After the pain of missing past targets, including Olympic Games selection, Newcastle runner Vlad Shatrov refused to set lofty goals for his first Tarawera Ultramarathon 100-miler in New Zealand last Saturday.
And after setting a hot pace, he knew his rivals were waiting for him to fade.
But the 41-year-old also knew that "nothing was going to stop me".
Shatrov dominated the race, completing the more than 160-kilometre trail run in 15 hours, 53 minutes and 30 seconds - 55 minutes in front of his nearest competitor and more than 25 inside the race record.
The field started in darkness at 4am and Shatrov was the only 100-mile runner to finish in daylight. He said the course was also "three or four kilometres" longer than last year when American Jeff Browning set the record.
It was an amazing effort from the Kahibah athlete who had won several 100km races but had never tackled the pinnacle distance of ultramarathon trail running.
Shatrov has competed in trail events for about eight years but focused on the discipline after missing Rio Olympic marathon selection in 2016 despite running a qualifying time.

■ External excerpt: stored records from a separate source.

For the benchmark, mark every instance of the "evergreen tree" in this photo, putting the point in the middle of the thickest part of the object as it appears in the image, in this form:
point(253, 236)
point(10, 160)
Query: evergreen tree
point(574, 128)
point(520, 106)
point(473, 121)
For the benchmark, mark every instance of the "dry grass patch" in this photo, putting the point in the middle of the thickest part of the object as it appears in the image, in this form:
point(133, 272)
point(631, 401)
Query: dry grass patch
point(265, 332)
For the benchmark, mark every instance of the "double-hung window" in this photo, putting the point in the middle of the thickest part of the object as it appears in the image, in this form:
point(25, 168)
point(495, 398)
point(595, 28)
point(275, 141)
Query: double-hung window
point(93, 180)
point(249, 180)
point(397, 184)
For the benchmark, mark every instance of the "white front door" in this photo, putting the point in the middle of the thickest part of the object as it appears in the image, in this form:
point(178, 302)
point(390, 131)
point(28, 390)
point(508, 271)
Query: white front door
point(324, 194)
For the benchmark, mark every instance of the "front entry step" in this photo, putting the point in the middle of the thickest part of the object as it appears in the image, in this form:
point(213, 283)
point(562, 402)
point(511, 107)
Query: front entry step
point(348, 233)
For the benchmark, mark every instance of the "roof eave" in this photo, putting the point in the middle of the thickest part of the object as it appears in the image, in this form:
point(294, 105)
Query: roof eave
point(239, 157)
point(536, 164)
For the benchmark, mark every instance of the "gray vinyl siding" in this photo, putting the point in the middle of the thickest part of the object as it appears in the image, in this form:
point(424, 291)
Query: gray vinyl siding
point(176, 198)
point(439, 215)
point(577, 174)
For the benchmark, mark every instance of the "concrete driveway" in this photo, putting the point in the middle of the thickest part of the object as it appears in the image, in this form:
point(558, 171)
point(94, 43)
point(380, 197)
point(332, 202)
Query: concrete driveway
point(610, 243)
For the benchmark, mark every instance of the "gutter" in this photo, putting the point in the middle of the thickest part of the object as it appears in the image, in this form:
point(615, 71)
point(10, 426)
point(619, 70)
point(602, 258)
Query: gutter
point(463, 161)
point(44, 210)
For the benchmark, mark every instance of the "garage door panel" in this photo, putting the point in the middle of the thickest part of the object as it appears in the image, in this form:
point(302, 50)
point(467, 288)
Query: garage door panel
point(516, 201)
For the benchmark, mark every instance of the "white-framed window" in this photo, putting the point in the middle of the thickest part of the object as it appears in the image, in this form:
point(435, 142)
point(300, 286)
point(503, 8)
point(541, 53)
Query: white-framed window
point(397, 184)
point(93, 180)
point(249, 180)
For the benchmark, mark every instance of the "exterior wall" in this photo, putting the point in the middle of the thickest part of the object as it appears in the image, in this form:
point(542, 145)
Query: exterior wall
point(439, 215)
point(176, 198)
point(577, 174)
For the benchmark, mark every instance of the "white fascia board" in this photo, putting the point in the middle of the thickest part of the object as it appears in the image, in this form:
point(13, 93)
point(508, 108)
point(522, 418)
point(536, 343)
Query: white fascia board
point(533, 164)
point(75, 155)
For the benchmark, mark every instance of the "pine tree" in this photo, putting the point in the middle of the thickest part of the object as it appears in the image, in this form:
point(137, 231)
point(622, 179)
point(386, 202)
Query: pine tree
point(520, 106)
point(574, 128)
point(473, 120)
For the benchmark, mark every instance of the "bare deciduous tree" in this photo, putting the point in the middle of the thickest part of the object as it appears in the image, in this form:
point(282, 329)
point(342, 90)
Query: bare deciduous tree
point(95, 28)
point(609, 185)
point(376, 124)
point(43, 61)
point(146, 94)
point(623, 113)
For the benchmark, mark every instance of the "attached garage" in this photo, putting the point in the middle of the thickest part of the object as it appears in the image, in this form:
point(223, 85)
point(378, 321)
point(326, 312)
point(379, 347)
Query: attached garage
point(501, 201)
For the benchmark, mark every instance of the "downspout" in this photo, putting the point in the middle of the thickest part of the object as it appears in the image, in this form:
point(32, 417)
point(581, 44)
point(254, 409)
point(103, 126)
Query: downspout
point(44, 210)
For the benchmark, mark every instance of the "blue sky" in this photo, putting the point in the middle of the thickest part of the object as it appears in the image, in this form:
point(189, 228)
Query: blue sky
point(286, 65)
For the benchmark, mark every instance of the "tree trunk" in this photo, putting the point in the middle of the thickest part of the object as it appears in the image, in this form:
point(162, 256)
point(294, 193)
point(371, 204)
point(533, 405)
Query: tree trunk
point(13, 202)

He won the 110km Brisbane Trail Ultra last July but struggled over 100km in Cape Town last December when ill. Shatrov said he kept the same front-running game plan from South Africa but he had no idea how he would handle the extra distance.
"I had big races, like South Africa and not getting into the Olympics, where I thought, this really hurts," Shatrov said of his goal at Tarawera.
"You get disappointed. So I told a few people that I just want to get on the podium.
"Within two minutes I was out by myself and I could hear the guns from America behind me going, this pace is a bit hot, so we're going to sit back and not hurt. But I thought, I feel good, so I'm just going to keep going.
"I just had so much fun. I was smiling - I was hurting - but I was so happy because I could feel it coming together during the day. I knew nothing was going to stop me."
Shatrov had raced the 100km event at Tarawera but "always thought I was better at longer anyway".
"I thought it was a good opportunity because it's probably one of the best milers in the world," he said.
"It's a good course, well-supported and a professional environment, and it's one of the most competitive milers. They get a lot of funding for the event so they fly in athletes from America and Europe, so I was like, if I'm going to do this, I want to see if I can mix it with these guys.
"I didn't know how I was going to go, but I just went and stuck to my guns and it was just such an amazing result for me."
Shatrov returned home on Monday and will this Sunday turn race director for his own event, the second annual Coastal Ascent, which starts and finishes at Dixon Park.
The Coastal Ascent will include 25km, 11km and Kids Beach Bolt events, as well as a new 5km race for beginners and juniors.
Shatrov said the event was an opportunity for him to give back to the sport and give people a taste of trail running.
His next race will likely be the 100km Ultra Trail Australia in May in the Blue Mountains.